To-date, CMT has renewed leases for about 12.1% of the total NLA, enjoying a 1.5% increase in rental rates compared to the preceding rates. Despite having another 302 leases expiring this year, the gross revenue lock-in for FY09 so far already exceeds 98% of FY08’s gross revenue. CMT’s malls are still operating at nearly full-occupancy (99.7%).
As sentiments on the economy improve, CMT has seen shopper traffic in 2Q09 improve by 1.3% yoy, 2.2% qoq on a comparable mall basis. However, actual sales of the tenants have only improved marginally by 0.2% qoq, as consumer spending remained cautious. The management maintains that it will work closely with tenants to improve sales, but also noted that tenants today are more confident of their business outlooks than six months ago.
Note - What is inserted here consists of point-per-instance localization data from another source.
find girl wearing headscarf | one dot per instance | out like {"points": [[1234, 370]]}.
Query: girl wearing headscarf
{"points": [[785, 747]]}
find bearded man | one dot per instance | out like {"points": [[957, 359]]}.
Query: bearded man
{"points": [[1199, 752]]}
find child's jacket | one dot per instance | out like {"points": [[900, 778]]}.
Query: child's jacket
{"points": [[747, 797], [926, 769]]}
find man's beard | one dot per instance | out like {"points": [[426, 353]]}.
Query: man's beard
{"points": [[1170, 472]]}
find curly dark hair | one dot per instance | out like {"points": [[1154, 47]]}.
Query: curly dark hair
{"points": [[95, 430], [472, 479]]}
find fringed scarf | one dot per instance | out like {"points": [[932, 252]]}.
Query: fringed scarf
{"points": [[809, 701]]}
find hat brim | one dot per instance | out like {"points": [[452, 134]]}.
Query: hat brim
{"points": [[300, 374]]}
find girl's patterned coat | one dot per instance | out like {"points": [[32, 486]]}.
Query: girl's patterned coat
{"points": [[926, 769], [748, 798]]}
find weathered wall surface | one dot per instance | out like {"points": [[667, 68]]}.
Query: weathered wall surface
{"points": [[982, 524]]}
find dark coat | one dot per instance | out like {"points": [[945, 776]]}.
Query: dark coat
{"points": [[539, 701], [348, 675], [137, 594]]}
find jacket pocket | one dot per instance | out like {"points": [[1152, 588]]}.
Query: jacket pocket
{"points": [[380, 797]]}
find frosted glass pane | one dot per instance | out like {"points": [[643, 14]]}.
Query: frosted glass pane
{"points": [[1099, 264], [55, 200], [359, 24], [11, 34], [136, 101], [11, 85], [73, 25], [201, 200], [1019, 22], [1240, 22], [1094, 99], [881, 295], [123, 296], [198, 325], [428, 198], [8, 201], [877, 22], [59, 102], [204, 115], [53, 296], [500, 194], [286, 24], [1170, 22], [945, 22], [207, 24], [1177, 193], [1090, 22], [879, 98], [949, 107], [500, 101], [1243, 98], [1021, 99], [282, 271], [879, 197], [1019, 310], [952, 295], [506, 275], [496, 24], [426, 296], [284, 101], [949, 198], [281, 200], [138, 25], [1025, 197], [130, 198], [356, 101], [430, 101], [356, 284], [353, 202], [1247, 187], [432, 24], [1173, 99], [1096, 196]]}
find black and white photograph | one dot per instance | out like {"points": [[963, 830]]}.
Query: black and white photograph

Following the rights-issue to raise about $1.2b, CMT has pared down about $630m of debt, and intends to repay another $335m in Aug 09. Despite a $250m-decline in the capital values of its investment properties (or 3.5% decline) as a result of higher cap rates used by the valuers, CMT’s gearing remains a low 30.3% when all intended debt repayments are made, well within CMT’s target gearing range of between 30 – 35%. It is also well-positioned to weather further downside on capital values.
CMT’s DPU growth via asset enhancements will take a while to flow through as enhancement works at JEC and the Atrium will begin only in end-09 and end-2010 respectively. We retain our DDM-derived price target of $1.53. Due to the recent improvement in share price, the current yield of 5.5% appears unattractive. We are downgrading CMT to a HOLD.